By running these rules over and over, an unpredictable pattern will emerge, that is unique to the starting grid pattern and the number of generations that have been run.
The pattern is then read as a series of ones (alive) and zero's (dead) to generate a sequence of binary values that are used as a key for simple XOR encryption.
The idea of the article was to discuss the possiblities, benefits, drawbacks and limitations to using cellularautomata simulations to generate repeatable encryption keys. It is not purported to be a new form of encryption *(there are dozens of commercially available CA based encyrption systems in existence)





hi sir... thanks for reply... i did research about CA from wiki and may other sites... came to know its not QR code... and i appreciate your work.... have a nice day.....





Ultimately it may not be a good encryption scheme, but the concept is interesting and worth taking the time to understand.





How did you test the encryption strength. By the way, it seems like your software has excellent concepts and everything I really like it!

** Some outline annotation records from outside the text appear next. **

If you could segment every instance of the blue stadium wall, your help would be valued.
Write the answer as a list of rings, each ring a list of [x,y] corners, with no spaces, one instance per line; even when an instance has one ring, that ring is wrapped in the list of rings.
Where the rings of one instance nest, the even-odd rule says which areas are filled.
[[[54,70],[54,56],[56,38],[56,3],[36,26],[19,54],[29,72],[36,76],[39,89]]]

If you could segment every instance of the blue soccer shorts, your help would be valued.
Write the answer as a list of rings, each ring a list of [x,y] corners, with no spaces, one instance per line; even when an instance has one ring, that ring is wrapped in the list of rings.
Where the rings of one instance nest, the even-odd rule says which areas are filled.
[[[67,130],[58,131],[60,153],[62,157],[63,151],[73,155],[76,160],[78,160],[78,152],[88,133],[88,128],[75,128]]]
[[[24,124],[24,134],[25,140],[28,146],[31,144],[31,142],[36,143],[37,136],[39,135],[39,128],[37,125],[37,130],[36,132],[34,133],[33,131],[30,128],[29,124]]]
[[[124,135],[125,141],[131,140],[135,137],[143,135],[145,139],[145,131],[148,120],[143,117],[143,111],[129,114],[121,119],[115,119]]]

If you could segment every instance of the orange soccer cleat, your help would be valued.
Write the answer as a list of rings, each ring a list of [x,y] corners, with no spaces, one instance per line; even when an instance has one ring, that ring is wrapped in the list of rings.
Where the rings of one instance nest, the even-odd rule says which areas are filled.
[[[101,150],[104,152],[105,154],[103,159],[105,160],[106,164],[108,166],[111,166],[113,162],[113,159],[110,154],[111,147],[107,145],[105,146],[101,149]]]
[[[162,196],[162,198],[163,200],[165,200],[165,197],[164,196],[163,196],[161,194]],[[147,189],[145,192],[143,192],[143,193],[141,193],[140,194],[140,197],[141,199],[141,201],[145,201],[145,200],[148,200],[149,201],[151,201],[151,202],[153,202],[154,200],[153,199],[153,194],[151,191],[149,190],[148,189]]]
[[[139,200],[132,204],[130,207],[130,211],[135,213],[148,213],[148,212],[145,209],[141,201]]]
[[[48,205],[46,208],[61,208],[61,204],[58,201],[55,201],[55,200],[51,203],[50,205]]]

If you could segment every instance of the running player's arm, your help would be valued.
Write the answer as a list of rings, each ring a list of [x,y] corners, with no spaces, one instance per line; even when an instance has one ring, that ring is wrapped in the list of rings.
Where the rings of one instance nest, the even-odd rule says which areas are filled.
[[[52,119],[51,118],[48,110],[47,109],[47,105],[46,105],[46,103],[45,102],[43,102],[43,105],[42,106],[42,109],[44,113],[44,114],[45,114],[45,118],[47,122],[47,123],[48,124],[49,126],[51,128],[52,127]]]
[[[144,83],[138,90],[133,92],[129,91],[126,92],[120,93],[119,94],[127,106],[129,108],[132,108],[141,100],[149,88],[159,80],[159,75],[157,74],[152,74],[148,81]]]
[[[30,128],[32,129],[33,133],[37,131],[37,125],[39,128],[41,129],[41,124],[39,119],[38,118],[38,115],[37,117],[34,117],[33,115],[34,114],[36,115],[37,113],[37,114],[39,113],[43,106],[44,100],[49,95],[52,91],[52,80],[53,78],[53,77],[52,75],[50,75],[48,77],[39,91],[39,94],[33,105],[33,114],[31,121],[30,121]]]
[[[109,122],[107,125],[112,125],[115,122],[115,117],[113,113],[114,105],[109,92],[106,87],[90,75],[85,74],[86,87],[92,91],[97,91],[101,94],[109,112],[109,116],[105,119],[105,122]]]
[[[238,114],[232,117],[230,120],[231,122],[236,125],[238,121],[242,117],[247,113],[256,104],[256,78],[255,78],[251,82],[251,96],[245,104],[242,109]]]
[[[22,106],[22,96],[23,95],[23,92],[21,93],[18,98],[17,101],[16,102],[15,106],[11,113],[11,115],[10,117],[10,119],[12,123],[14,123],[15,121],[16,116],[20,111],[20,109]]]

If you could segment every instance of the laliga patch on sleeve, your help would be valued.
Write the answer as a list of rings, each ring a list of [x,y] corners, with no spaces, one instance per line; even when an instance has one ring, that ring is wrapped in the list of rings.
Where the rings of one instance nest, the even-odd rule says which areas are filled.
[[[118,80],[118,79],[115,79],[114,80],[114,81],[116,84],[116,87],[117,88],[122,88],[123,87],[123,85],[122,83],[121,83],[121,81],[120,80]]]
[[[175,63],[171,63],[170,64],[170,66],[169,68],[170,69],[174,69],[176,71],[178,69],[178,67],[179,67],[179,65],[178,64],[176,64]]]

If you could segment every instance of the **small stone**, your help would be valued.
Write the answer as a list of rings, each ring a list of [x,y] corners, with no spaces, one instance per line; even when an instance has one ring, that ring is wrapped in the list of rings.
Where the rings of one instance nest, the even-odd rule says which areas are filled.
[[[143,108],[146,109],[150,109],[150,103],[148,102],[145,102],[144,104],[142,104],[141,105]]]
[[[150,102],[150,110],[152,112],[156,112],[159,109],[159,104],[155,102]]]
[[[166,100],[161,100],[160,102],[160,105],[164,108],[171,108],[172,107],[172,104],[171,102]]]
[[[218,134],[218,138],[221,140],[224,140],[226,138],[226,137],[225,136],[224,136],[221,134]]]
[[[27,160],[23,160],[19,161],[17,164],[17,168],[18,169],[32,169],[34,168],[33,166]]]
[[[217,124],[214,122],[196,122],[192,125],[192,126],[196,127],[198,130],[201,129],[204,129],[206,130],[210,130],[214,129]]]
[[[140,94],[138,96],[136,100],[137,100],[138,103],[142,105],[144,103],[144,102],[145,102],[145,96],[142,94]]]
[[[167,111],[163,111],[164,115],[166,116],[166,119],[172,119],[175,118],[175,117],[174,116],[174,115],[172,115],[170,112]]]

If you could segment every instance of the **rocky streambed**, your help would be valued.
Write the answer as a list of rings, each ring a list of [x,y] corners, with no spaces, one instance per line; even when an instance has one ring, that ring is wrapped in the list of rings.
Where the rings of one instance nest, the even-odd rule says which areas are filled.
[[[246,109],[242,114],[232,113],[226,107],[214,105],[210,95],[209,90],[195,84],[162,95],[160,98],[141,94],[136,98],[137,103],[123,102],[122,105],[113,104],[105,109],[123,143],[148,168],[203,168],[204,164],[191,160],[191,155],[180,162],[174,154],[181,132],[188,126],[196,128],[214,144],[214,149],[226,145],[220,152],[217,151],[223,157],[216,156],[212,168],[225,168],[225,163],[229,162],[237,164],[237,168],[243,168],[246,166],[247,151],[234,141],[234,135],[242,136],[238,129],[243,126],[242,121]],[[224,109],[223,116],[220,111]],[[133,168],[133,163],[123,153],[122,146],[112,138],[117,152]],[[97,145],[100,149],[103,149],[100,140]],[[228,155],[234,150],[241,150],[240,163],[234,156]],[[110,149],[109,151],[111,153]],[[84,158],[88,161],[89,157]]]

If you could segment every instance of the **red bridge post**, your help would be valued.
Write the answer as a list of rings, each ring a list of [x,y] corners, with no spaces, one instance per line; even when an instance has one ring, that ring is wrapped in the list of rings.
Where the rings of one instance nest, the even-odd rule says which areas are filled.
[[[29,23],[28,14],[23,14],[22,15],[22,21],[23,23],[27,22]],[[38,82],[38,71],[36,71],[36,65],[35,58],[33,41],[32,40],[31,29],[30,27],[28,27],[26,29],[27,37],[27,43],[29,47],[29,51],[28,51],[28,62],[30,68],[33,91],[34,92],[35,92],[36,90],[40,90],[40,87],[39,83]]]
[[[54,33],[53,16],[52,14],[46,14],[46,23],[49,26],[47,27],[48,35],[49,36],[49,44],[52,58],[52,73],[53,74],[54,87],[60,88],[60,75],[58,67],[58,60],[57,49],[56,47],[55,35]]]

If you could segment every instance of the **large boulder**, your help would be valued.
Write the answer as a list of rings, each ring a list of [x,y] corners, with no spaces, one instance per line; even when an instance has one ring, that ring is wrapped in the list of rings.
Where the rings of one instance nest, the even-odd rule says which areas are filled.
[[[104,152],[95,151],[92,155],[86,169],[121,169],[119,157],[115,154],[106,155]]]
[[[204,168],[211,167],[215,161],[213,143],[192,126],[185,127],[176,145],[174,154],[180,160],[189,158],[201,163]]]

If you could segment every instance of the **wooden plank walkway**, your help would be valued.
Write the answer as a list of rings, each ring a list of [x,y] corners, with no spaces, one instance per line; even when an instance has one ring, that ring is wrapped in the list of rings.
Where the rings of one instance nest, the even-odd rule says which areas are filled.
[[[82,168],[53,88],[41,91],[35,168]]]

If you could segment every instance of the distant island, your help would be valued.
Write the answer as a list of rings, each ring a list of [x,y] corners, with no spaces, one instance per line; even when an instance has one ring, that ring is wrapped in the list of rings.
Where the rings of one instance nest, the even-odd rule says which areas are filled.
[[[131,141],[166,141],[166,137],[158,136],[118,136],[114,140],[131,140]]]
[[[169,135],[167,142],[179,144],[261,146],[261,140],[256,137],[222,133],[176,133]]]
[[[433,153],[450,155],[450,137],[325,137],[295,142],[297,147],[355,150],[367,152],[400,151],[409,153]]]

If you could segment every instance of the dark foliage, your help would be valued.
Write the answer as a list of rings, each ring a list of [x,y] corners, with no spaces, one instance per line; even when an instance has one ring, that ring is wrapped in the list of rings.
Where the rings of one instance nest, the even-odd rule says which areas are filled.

It seems that according to the experts, the encryption isn't particularly strong.
I'm not a cryptographer, so my tests were on the statistical distribution of the values of the generated data, using the DIE HARD battery of tests.
My other test was to post an encrypted string and see if anyone could decode it.
It doesn't look like anyone is going to bother though.
I did briefly consider getting a prepaid visa card, encrypting the card number and posting that string as an incentive





Okay so what DIE HARD? Me being a non cryptographer as well I am not familiar with that term.
Encryption is awesome!





The Die Hard series of tests are supposed to evaluate the level of randomness in a ~10Mb block of data.
Basically it performs a series of little simulations, like using the random data to assign parkingbay numbers to virtual cars, and seeing how many times a 'car' is parked on top of another one. Its pretty heavy stuff, I don't really understand most of the tests it does.
Apparently it isn't really up to testing for cryptostrength randomness, but there doesn't seem to be anything else available.
http://stat.fsu.edu/pub/diehard
http://en.wikipedia.org/wiki/Diehard_tests





It's a good suite of statistical tests. It shows that there are no obvious correlations in the data  if it passes, the data looks nicely random, and would suffice for most purposes that need good quality randomlooking data.
What it does not show is that there are no correlations in the data (e.g. if you transform it in some way). Since this is what an attacker is looking for, simply passing statistical tests of randomness does not suffice. In cryptography you are up against active attackers.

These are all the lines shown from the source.